# Motion problem

1. Sep 13, 2007

### faoltaem

I have a problem from a practice physics exam:
The specifications for design of a playgroud slide say that a child should gain a speed of no more than 15m/s by sliding down the eqipment. How tall can the slide be?

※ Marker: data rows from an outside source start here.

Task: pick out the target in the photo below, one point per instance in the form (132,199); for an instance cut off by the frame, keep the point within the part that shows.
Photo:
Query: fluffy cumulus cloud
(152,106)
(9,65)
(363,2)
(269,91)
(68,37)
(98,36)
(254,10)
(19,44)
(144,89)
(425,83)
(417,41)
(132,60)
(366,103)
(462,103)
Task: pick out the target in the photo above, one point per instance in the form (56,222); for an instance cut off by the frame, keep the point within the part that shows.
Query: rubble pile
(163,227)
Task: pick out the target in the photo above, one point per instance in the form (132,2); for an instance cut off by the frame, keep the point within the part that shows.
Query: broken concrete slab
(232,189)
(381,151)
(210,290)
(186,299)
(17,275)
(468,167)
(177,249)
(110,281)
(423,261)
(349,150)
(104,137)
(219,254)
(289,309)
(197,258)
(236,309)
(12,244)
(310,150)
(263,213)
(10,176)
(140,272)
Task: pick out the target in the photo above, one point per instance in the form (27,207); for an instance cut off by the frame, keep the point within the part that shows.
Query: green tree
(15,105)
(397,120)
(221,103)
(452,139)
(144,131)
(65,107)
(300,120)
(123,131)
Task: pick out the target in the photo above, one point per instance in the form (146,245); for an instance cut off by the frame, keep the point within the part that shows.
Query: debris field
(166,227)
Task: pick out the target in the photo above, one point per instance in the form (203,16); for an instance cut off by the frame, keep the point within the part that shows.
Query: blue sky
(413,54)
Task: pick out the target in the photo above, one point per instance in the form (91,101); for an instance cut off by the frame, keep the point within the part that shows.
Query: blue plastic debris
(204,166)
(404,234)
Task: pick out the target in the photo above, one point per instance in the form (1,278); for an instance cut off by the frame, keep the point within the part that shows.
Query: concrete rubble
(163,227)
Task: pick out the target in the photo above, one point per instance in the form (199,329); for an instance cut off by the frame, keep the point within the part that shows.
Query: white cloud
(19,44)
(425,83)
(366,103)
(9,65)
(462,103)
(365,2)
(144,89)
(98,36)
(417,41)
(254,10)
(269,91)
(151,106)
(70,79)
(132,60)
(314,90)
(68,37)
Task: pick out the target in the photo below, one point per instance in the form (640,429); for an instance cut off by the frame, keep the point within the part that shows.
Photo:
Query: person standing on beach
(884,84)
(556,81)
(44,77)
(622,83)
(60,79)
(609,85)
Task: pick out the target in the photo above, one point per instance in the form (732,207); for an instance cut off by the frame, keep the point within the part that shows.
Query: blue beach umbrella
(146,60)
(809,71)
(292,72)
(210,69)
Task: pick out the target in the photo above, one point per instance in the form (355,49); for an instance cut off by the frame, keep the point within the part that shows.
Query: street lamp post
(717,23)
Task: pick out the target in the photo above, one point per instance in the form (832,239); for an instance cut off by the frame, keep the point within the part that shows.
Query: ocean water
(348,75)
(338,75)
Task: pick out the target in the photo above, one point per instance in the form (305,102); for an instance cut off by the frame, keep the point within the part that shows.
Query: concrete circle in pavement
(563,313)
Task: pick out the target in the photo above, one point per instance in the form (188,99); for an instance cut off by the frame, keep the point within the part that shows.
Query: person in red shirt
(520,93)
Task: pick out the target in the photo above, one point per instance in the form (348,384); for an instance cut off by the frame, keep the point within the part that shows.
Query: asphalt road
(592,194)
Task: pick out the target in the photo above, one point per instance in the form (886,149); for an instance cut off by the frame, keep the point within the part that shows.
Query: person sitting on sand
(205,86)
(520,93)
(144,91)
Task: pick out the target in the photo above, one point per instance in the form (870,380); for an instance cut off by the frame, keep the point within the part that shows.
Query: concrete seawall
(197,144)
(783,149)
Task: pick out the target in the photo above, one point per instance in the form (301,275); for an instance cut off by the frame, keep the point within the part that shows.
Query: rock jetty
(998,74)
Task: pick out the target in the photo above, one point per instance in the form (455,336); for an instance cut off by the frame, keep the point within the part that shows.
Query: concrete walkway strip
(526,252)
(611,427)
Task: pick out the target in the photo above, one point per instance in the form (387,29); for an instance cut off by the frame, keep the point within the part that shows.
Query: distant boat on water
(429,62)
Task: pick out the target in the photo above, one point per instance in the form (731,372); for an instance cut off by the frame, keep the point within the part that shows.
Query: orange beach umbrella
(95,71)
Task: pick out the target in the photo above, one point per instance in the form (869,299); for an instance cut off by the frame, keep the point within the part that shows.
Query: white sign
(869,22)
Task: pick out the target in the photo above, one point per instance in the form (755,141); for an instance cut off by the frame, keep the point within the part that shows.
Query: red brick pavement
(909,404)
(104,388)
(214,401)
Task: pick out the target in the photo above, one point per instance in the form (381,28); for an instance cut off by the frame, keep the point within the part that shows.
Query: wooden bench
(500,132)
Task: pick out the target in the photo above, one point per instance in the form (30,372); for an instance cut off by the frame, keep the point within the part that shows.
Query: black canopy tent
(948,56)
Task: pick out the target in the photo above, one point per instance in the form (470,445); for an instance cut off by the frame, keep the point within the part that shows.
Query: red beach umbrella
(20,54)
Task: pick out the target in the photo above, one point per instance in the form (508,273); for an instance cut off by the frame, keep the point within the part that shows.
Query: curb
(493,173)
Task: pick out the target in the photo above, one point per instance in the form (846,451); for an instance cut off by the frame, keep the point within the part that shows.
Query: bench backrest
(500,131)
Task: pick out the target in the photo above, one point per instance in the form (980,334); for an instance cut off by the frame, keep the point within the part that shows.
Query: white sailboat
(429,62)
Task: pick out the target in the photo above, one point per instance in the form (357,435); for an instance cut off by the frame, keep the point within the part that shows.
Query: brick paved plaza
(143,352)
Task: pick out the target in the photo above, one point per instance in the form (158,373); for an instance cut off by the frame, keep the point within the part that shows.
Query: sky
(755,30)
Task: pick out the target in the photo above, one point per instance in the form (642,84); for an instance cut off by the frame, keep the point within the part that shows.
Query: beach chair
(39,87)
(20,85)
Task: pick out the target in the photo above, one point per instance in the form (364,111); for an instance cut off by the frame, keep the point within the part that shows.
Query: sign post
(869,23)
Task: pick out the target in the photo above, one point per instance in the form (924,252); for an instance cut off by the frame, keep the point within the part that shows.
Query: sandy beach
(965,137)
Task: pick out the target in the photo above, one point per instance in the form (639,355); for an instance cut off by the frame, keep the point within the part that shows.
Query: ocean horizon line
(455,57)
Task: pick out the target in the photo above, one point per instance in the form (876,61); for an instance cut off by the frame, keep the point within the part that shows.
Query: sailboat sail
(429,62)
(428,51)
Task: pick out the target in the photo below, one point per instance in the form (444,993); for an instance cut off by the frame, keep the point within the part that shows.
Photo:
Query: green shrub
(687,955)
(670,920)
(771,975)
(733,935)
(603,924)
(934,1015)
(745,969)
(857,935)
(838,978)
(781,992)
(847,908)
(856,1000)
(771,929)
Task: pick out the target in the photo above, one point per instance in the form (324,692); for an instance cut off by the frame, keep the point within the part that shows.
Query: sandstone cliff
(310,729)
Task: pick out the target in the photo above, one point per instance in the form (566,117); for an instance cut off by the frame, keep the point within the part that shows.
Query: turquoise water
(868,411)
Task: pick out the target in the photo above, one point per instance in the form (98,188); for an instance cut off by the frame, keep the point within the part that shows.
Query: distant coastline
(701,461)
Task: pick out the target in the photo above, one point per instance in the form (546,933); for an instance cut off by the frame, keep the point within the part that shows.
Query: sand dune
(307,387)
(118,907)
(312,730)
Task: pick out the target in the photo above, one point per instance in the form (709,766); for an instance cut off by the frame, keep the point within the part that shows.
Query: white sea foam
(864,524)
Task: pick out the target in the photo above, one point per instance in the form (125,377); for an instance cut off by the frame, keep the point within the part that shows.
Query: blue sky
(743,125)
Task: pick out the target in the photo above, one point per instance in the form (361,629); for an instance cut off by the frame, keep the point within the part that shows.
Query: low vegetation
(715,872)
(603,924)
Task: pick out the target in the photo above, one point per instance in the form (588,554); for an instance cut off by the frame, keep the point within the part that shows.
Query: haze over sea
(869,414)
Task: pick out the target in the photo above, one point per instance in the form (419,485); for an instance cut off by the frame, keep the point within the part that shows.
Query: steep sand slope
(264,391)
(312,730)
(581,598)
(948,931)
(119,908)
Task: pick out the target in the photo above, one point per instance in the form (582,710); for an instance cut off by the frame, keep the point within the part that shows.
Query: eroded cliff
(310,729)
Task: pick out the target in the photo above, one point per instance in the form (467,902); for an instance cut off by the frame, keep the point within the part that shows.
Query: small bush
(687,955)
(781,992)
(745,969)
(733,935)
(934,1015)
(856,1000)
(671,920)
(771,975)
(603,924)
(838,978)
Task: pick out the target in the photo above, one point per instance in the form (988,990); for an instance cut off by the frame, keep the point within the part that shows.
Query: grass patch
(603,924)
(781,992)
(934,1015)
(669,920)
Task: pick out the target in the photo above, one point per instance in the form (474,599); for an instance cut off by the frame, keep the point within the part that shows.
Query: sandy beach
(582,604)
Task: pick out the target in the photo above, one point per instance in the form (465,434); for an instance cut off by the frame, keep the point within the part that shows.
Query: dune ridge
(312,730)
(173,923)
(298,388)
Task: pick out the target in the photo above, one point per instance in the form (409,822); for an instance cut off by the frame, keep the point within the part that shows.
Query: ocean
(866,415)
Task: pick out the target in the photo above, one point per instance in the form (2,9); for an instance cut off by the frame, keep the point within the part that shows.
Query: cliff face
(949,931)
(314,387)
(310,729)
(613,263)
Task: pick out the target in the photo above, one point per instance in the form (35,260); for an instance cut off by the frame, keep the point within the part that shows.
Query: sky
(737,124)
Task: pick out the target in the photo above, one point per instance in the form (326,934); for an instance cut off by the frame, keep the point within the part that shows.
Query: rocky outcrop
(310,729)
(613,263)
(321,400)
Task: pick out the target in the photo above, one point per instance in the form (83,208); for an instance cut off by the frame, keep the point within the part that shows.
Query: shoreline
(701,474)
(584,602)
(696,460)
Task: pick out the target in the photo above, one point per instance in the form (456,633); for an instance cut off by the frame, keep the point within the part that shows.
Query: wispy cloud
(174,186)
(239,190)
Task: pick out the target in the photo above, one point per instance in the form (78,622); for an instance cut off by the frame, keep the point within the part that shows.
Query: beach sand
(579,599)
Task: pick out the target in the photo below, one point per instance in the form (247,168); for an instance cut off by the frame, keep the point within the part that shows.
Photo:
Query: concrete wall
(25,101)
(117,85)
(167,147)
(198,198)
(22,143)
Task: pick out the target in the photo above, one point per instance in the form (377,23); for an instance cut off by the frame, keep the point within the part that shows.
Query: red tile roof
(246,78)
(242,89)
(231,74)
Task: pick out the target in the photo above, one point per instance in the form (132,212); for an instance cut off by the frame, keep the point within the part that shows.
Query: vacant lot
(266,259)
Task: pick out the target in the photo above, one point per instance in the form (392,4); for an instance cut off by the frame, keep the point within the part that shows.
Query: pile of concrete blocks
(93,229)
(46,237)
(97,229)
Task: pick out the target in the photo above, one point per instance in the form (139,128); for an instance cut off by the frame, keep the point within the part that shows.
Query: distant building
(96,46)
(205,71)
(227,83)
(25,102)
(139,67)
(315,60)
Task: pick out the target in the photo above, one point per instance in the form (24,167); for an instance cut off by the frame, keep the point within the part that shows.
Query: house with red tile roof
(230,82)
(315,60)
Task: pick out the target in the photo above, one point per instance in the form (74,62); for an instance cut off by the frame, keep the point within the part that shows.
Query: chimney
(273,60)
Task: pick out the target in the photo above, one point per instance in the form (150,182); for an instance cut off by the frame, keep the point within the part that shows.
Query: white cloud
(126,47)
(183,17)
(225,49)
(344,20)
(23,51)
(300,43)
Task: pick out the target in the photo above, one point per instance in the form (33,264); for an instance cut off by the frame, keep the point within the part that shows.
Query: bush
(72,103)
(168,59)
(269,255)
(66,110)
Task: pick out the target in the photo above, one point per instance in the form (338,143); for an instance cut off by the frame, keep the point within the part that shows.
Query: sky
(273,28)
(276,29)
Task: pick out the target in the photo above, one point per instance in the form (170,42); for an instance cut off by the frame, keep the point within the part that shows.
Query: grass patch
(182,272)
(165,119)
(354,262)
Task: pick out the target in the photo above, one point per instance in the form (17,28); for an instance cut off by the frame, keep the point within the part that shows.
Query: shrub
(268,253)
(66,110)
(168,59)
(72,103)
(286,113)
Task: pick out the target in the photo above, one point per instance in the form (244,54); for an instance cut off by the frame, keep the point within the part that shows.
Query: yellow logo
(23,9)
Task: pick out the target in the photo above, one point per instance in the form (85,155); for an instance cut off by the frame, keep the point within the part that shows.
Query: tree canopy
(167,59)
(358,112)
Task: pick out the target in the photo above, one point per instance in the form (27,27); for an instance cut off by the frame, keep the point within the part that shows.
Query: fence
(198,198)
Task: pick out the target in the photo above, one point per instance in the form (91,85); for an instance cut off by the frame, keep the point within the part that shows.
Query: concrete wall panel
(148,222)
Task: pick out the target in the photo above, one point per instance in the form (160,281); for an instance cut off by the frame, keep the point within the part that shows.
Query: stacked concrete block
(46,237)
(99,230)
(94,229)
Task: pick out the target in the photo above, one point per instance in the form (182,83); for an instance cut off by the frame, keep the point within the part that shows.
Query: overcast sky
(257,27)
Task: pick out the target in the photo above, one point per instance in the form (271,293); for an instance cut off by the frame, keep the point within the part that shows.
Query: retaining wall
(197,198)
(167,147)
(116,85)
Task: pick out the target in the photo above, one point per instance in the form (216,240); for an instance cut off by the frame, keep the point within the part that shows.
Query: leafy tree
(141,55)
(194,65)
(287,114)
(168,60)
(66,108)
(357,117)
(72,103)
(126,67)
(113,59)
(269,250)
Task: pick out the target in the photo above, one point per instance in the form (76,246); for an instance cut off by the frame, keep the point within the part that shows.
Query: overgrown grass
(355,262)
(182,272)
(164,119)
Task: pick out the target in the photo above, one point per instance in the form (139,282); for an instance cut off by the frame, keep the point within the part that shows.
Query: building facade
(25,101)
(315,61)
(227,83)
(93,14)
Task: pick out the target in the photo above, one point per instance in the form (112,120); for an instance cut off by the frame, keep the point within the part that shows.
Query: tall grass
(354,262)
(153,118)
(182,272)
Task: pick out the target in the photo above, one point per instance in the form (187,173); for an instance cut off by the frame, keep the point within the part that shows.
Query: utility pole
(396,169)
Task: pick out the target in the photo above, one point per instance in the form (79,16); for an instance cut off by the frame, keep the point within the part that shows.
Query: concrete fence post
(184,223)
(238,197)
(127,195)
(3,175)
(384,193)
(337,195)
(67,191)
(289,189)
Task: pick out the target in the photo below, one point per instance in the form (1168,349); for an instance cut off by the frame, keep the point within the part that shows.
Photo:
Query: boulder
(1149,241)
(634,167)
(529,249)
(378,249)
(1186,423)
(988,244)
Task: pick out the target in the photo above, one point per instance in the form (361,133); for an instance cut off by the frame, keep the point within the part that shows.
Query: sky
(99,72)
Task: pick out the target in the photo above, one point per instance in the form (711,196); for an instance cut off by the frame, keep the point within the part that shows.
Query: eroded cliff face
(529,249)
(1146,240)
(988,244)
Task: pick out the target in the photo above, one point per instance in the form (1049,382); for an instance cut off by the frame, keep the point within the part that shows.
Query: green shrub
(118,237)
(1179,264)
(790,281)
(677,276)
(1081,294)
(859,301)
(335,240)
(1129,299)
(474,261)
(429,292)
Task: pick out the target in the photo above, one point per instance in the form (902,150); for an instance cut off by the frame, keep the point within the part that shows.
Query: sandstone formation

these are the equations that we'll be given in our exam:
v$$_{x}$$ = v$$_{0x}$$ + a$$_{x}$$t
x = $$\frac{1}{2}$$ (v$$_{0x}$$ + v$$_{x}$$)t
x = v$$_{0x}$$t + $$\frac{1}{2}$$a$$_{x}$$t$$^{2}$$
v$$_{x}$$$$^{2}$$ = v$$_{0x}$$$$^{2}$$ + 2a$$_{x}$$x

although i can work out the answer to the problem i had to look up a new equation because i couldn't work out how to do it with the equations that we were given, so i was wondering if it was possible to do it with one of them, so if you could tell me which one would work the best or if i should just start memorising some new equations, but here's what i did anyway:
v$$_{max}$$ = 15m/s where g = -9.81m/s
v$$_{y}$$$$^{2}$$ = -2g$$\Delta$$y
therefore $$\Delta$$y = $$\frac{v_{y}^{2}}{-2g}$$ = $$\frac{15^{2}}{-9.81\times-2}$$
=11m

Thanks

2. Sep 13, 2007

### proasd

I would work out the energy
gain in kinetic energy = loss in gravitational potential energy
(1/2)(m)(v^2) = (m)(g)(h)
simplifying you get
v^2 = 2(g)h
h = (121)/(2g)

3. Sep 13, 2007

### faoltaem

thanks for that, i didn't even consider energy and those formulae are included too so no memorising

once again thanks a bunch